The European Environment Agency (EEA) has published the Environmental Indicator Report 2018, which serves to support the monitoring of the European Union Seventh Environment Action Programme 2014-2020 (7th EAP). The report, now in its third and last edition, focuses on assessing progress on the three thematic priority objectives of the 7th EAP: protecting natural capital, increasing resource efficiency, and reducing environmental risks that impact health and well-being. The EEA utilises 29 indicators to assess the EU’s performance against these three priority areas; these include indicators on ammonia emissions, land take, conservation status of species and habitats of European interest, greenhouse gas emissions from transports, urban air quality, and exposure to environmental noise.
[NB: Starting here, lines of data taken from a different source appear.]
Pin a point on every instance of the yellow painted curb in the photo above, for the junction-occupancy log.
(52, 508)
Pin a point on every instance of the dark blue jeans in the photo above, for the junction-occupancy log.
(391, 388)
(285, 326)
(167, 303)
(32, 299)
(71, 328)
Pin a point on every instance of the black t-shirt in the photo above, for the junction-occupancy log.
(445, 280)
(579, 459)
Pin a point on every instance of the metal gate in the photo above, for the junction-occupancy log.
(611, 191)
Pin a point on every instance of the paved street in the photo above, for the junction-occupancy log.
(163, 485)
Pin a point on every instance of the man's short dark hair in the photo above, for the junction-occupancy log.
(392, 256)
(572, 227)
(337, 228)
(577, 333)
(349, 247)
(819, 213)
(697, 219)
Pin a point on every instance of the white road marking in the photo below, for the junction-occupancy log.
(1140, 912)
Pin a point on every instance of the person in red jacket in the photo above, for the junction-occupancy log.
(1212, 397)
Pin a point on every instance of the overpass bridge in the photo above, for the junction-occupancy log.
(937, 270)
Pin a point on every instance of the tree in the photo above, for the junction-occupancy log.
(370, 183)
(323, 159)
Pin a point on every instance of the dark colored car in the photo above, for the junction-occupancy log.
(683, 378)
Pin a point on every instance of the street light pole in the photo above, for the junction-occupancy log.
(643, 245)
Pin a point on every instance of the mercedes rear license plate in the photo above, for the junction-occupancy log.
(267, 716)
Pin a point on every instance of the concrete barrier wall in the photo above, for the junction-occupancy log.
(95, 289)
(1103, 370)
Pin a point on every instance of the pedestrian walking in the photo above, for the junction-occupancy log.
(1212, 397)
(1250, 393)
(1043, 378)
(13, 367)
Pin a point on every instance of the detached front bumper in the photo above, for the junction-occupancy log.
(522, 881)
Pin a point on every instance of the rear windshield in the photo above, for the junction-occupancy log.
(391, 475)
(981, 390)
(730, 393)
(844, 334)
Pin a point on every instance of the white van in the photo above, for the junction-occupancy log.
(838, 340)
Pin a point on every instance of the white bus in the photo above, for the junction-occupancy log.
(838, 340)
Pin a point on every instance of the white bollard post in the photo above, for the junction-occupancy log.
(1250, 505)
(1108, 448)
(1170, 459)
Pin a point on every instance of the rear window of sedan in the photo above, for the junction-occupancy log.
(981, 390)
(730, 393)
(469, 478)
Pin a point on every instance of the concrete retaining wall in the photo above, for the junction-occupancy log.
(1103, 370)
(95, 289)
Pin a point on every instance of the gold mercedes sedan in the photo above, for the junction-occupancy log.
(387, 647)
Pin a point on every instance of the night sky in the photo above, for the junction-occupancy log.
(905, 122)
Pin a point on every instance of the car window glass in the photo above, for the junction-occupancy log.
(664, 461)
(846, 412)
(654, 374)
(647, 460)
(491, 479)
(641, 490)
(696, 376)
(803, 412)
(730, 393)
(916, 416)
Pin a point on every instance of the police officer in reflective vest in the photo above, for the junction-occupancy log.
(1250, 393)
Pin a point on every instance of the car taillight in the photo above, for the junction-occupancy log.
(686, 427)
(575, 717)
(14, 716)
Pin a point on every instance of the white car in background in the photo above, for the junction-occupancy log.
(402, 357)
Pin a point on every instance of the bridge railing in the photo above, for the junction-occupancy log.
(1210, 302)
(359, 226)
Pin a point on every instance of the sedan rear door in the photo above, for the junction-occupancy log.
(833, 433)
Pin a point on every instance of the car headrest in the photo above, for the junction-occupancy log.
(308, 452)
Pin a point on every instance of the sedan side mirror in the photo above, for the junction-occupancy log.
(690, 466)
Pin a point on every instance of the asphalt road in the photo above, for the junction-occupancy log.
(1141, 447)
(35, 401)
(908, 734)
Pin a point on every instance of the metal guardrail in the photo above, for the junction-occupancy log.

Overall, data shows mixed trends in progress, and suggests in particular that the EU is unlikely to meet Natural Capital Protection objectives by 2020.
SDSN Italy and FEEM (Fondazione Eni Enrico Mattei) published the SDG Cities Index for Italy. The report aims at translating the Agenda 2030 Sustainable Development Goals (SDGs) into the Italian context, in which 75% of population lives in urban areas. The report explores the level of SDGs implementation at the municipal level, by assessing 101 cities in terms of 39 indicators covering 16 SDGs. The overall index provides an informative tool measuring progress at the sub-national level in view of strengthening the alignment of municipal policy making decisions with Agenda 2030. The index and specific SDG indices, can help communities in overcoming current challenges. Results show that Italian cities have reached 53% of SDGs implementation and that none of the cities has reached more than 80%.
The High-Level Expert Group on the Measurement of Economic Performance and Social progress (HLEG) published “Beyond GDP: Measuring what counts for economic and social performance”. The book illustrates the progress made since the 2009 Stigliz-Sen-Fitoussi Commission report and identifies 12 recommendations to provide additional direction for future work on “beyond GDP”, including the integration of economic inequalities in the System of National Accounts, the development of better metrics to account for well-being, and new dashboards of indicators to guide policies. Despite the progress made, most of the recommendations listed in the 2009 report remain valid, suggesting that we are still far from “accomplishing the mission”. The book stresses the importance of measuring “real” growth, that is equitable and sustainable and therefore not solely rely on GDP as an indicator of progress. The book argues that what governments measure can strongly influence what they do. This calls for a broader dashboard of indicators which covers all dimensions of sustainability and well-being but small enough to be comprehensible. A companion report, “For Good Measure: Advancing Research on Well-being Metrics Beyond GDP”, provides a series of authored chapters, prepared by some HLEG members, on those topics that have been the focus of the HLEG work.
UN Environment published the 2018 Inclusive Wealth Report, a biennial effort that evaluates countries’ performance in measuring the sustainability of their economy and the well-being of their people. The report measures inclusive wealth for 140 countries over the period 1990-2014. By measuring inclusive wealth - comprising of manufactured, human and natural capital - countries are assessed in terms of their well-being and whether they are developing in a way that allows future generations to meet their own needs. The results show that rising wealth has come at the expense of the environment. 44 countries have experienced a decline in inclusive wealth per capita since 1992 even though GDP per capita has increased in almost all of them, indicating that a country’s GDP can be increasing even if well-being is declining. The Inclusive Wealth index provides a tool for policy makers to check whether their policies are sustainable. It can help tracking progress towards achieving the Sustainable Development Goals and whether they are achieved in a sustainable way.